In August, the New Jersey Department of Agriculture and Rutgers Cooperative Extension offices across New Jersey received reports of people seeing the spotted lanternfly.
While the spotted lanternfly is no threat to humans or animals, it is known to feed on 70 different types of plants and trees. Multiple New Jersey counties went under quarantine, and residents across the state were asked to do their part in combating the spread of the invasive species by “eliminating” the bug whenever possible.
— Nicholas Polanin, Bridgewater Courier News contributor
Goats take over UK town
The streets of Llandudno, Wales, are usually filled with tourists and locals — but instead in March they saw a herd of mountain goats roam freely.
With people in the village and all of Britain told to stay home to slow the spread of the coronavirus, the goats were able to get a little closer than normal and explore.
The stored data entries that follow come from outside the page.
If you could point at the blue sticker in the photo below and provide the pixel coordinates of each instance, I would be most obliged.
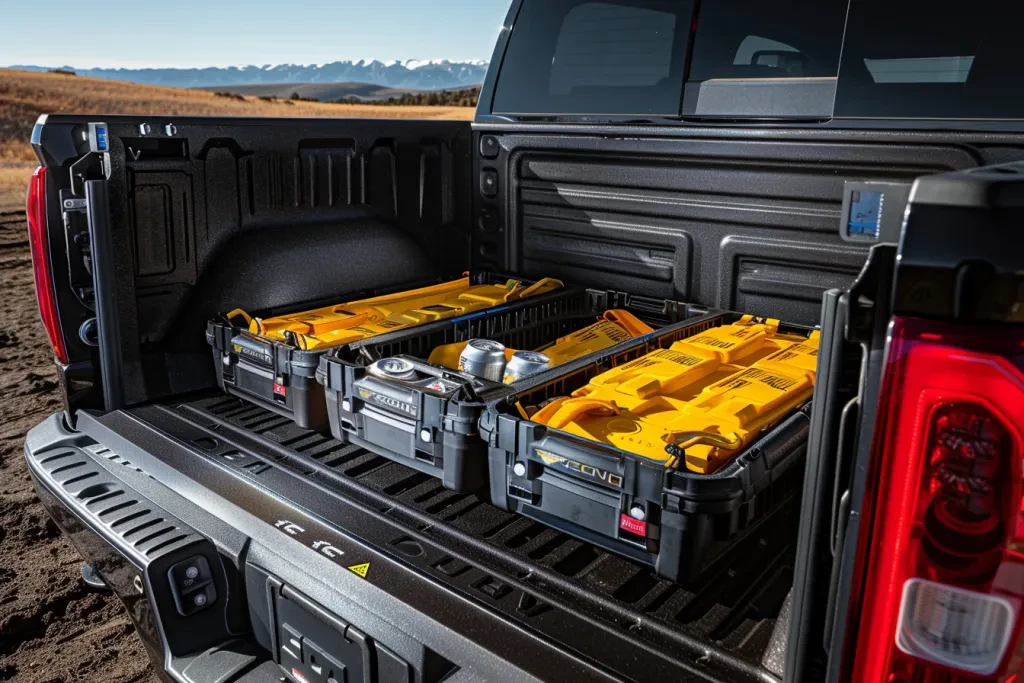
(865, 215)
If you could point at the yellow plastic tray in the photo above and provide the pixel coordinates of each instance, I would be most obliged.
(712, 394)
(346, 323)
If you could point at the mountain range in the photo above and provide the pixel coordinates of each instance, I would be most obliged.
(412, 74)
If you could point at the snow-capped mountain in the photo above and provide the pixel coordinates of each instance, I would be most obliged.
(413, 74)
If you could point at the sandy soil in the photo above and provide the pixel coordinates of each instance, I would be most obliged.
(52, 628)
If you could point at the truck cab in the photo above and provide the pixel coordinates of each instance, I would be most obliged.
(849, 166)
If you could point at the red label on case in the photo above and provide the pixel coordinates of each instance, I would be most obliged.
(632, 525)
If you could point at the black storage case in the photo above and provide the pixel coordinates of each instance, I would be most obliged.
(280, 376)
(587, 488)
(436, 432)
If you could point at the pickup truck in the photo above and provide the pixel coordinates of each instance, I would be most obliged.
(731, 156)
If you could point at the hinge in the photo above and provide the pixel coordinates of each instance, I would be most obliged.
(869, 294)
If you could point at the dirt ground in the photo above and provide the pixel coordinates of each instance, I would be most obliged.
(52, 628)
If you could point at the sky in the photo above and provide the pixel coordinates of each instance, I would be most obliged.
(222, 33)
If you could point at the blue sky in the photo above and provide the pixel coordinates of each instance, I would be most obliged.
(218, 33)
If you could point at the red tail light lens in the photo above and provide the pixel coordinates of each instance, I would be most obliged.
(39, 244)
(943, 564)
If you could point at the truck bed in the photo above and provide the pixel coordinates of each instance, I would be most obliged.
(518, 581)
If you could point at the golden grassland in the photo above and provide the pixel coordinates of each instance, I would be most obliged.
(26, 95)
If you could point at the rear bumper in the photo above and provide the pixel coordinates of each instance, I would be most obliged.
(134, 515)
(131, 542)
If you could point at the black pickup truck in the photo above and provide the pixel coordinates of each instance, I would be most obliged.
(733, 156)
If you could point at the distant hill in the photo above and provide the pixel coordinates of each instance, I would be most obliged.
(409, 75)
(353, 92)
(325, 92)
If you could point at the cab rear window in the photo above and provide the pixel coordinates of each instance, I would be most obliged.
(934, 59)
(765, 59)
(587, 56)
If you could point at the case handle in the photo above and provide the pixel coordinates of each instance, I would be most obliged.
(560, 413)
(628, 321)
(239, 312)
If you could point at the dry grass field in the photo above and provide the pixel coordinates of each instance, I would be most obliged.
(52, 629)
(25, 95)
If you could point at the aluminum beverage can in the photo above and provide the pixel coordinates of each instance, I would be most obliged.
(483, 358)
(393, 369)
(524, 364)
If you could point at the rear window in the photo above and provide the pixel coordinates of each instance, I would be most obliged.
(935, 59)
(765, 58)
(585, 56)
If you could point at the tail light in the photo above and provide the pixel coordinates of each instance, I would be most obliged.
(943, 563)
(39, 244)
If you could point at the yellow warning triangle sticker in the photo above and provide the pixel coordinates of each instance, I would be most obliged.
(361, 569)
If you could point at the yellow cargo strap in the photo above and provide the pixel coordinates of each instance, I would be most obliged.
(711, 394)
(345, 323)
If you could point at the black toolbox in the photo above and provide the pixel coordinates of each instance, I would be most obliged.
(280, 376)
(676, 520)
(431, 423)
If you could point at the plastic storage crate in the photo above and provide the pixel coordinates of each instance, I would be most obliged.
(279, 375)
(434, 428)
(676, 520)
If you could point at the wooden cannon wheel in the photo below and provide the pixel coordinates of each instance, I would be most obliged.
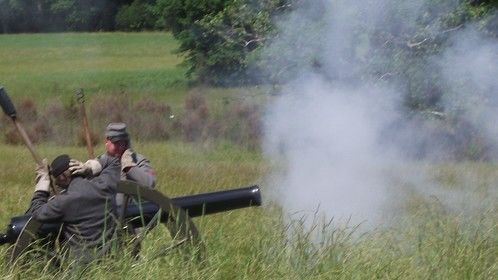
(181, 228)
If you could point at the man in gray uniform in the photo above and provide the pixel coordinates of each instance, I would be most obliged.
(134, 167)
(86, 207)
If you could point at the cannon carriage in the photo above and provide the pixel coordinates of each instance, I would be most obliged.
(150, 208)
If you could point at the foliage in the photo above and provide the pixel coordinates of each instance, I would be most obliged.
(216, 37)
(432, 241)
(56, 15)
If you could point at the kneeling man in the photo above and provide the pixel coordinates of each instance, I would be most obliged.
(86, 207)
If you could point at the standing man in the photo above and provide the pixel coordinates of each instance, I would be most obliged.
(134, 167)
(86, 207)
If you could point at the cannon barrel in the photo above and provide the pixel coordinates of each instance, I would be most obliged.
(195, 205)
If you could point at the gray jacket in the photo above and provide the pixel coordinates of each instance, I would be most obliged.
(87, 208)
(143, 173)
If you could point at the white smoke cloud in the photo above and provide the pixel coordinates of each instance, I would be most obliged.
(331, 126)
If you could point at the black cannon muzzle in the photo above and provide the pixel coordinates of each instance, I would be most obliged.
(194, 205)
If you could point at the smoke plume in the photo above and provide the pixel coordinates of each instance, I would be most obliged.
(340, 126)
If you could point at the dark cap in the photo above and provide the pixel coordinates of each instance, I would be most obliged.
(59, 165)
(116, 132)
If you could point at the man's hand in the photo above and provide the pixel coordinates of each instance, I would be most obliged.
(128, 160)
(90, 168)
(42, 177)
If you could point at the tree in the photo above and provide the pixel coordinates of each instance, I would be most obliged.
(217, 36)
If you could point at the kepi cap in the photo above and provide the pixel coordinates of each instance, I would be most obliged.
(116, 132)
(59, 165)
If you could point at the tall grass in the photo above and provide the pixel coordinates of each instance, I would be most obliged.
(428, 242)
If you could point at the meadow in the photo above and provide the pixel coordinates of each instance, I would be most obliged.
(428, 241)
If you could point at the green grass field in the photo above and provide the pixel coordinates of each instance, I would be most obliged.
(429, 241)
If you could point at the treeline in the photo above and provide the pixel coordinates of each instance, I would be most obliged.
(78, 15)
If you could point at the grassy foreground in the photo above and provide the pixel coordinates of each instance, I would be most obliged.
(430, 242)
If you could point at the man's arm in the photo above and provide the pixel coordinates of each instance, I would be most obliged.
(138, 169)
(41, 208)
(45, 210)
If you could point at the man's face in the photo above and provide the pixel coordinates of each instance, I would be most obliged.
(115, 148)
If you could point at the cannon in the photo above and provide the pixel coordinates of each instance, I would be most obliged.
(150, 208)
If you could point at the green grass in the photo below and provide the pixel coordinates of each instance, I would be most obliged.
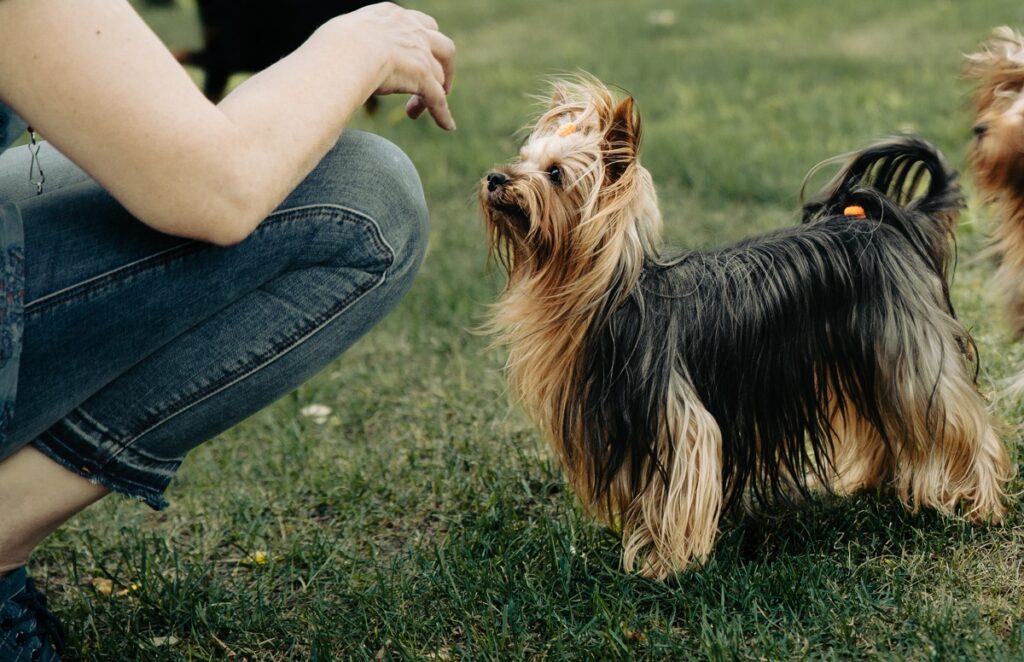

Residents said their new neighbors were eating leaves and bushes in the town square.
— Ryan Miller
Lions take cat nap on South Africa road
Because of reduced human traffic, a pride of lions from South Africa’s Kruger National Park was caught napping on an empty road in April.
Typically, lions only roam paved roads at night, when the park is closed to guests. But Isaac Phaahla, a communications and marketing manager at the park, told USA TODAY that the “animals must have realized that there has not been traffic since the lockdown” and had taken advantage of the newfound space.